Au cours des dernières années, de nombreuses études ont démontré de bonnes concordances entre la présence de mutations ou d’altérations épigénétiques de patients cancéreux et leur pathologie. L’analyse de cet ADN circulant pourrait donc être un substitut commode à l’histologie, en particulier lorsque la biopsie n’est pas indiquée ou difficilement réalisable.
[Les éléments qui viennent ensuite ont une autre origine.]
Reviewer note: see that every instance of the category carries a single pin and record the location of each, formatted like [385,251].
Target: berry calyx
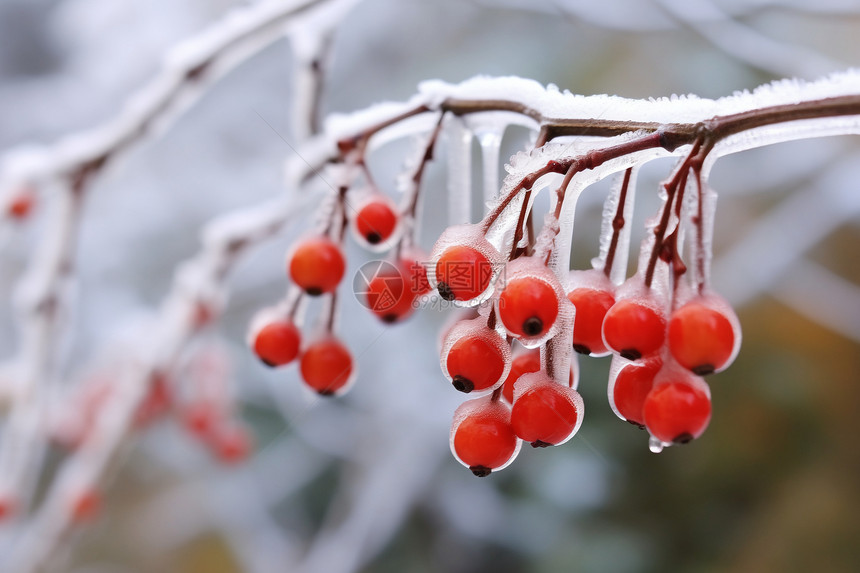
[525,363]
[476,360]
[462,273]
[277,343]
[545,413]
[317,265]
[482,438]
[631,388]
[326,366]
[633,329]
[701,338]
[677,412]
[591,308]
[376,221]
[528,306]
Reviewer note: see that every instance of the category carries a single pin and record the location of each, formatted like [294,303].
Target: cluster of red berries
[316,266]
[656,379]
[659,360]
[531,324]
[522,401]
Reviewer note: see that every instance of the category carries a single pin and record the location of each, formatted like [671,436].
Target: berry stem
[496,395]
[700,274]
[332,311]
[518,231]
[617,223]
[678,178]
[412,205]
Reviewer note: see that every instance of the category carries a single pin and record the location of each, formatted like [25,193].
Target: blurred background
[367,482]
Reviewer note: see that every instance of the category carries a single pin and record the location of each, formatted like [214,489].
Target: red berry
[8,507]
[591,307]
[631,387]
[462,273]
[633,329]
[21,205]
[317,265]
[482,438]
[528,306]
[376,221]
[677,412]
[476,360]
[545,413]
[232,443]
[326,366]
[388,295]
[277,343]
[701,338]
[525,363]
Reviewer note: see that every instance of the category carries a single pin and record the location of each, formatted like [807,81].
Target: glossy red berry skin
[388,295]
[317,265]
[326,366]
[591,308]
[475,363]
[545,413]
[277,343]
[528,307]
[631,388]
[701,338]
[525,363]
[462,273]
[376,221]
[677,412]
[633,329]
[482,438]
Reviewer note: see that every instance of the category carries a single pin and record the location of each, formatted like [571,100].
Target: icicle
[459,172]
[618,272]
[489,130]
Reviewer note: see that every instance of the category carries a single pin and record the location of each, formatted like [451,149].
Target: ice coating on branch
[551,102]
[344,126]
[459,171]
[618,272]
[489,128]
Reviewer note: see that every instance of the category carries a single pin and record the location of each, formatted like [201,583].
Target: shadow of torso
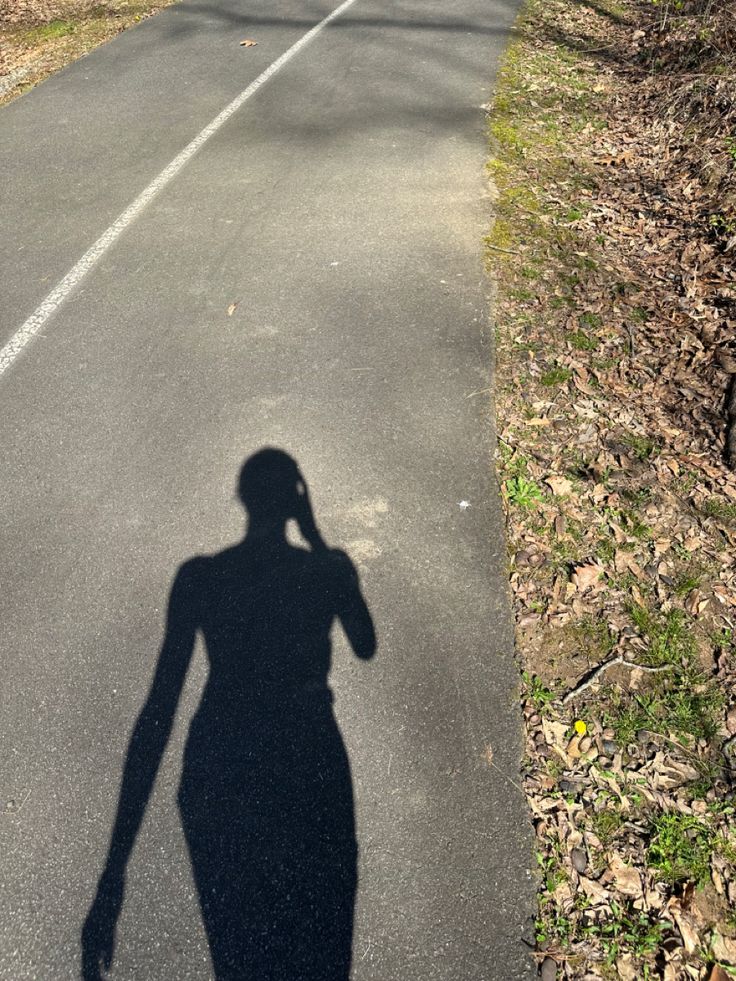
[266,797]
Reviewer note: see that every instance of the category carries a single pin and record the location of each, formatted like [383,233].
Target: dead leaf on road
[586,576]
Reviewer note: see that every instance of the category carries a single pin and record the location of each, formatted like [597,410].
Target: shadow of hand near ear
[265,795]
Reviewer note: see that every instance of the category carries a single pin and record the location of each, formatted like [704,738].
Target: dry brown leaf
[686,924]
[559,485]
[627,879]
[586,576]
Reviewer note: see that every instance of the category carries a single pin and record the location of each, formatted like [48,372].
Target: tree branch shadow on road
[265,797]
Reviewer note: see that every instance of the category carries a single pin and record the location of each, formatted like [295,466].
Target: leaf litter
[613,250]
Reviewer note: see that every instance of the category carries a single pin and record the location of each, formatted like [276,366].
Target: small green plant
[555,376]
[49,32]
[721,224]
[629,930]
[521,492]
[670,640]
[538,692]
[680,848]
[590,320]
[644,447]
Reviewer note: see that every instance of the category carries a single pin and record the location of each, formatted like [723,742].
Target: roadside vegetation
[38,37]
[613,172]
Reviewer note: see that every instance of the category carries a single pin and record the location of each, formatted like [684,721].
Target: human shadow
[265,797]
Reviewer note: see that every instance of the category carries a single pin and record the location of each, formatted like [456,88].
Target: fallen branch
[590,678]
[497,248]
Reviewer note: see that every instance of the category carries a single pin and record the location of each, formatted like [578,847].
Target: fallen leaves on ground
[615,187]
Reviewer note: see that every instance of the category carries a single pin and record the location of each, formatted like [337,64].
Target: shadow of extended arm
[353,610]
[145,751]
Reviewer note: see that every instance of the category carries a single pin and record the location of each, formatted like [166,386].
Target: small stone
[549,969]
[579,860]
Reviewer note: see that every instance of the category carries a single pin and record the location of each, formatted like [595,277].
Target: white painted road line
[56,297]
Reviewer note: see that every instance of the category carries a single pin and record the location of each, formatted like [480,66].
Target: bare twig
[497,248]
[589,679]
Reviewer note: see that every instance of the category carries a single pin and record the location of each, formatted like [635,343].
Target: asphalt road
[312,281]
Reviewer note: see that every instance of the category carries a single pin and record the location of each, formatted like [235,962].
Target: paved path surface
[341,208]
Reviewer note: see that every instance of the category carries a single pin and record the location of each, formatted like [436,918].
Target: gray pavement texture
[342,209]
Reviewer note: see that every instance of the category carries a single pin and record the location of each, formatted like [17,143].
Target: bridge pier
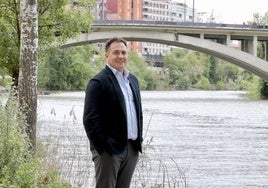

Mais cette méthodologie put également être envisagée dans le diagnostic précoce des tumeurs. Une récente étude épidémiologique française portant sur plus d’un millier de sujets a recherché des mutations ponctuelles sur des gènes TP53 (suppresseur de tumeurs) et KRAS (oncogène).
Des mutations ont été retrouvées chez 3% des patients, avec une valeur prédictive significative pour certains cancers, en particulier le cancer de la vessie (RR : 4.25). Dans le cas de l’hépatocarcinome, l’analyse a même rejoint la physiopathologie de l’affection. En effet, dans de nombreuses régions du monde, la survenue de ce cancer est liée à la toxicité d’une mycotoxine, l’aflatoxine, responsable d’une mutation spécifique de P53 (pR249S). Cette mutation a pu être retrouvée plusieurs années avant la survenue de l’hépatocarcinome dans des populations particulièrement exposées à l’aflatoxine. De plus, des variations saisonnières dans la fréquence de cette mutation ont été observées de façon synchrone à l’exposition saisonnière à cette toxine. La détection précoce de l’effet délétère de ce facteur de risque sur le génome de sujets exposés à d’autres facteurs de risque (VHB) permettrait de mettre en place des mesures de prévention (vaccination) ou de surveillance dans le cadre du dépistage précoce de l’hépatocarcinome.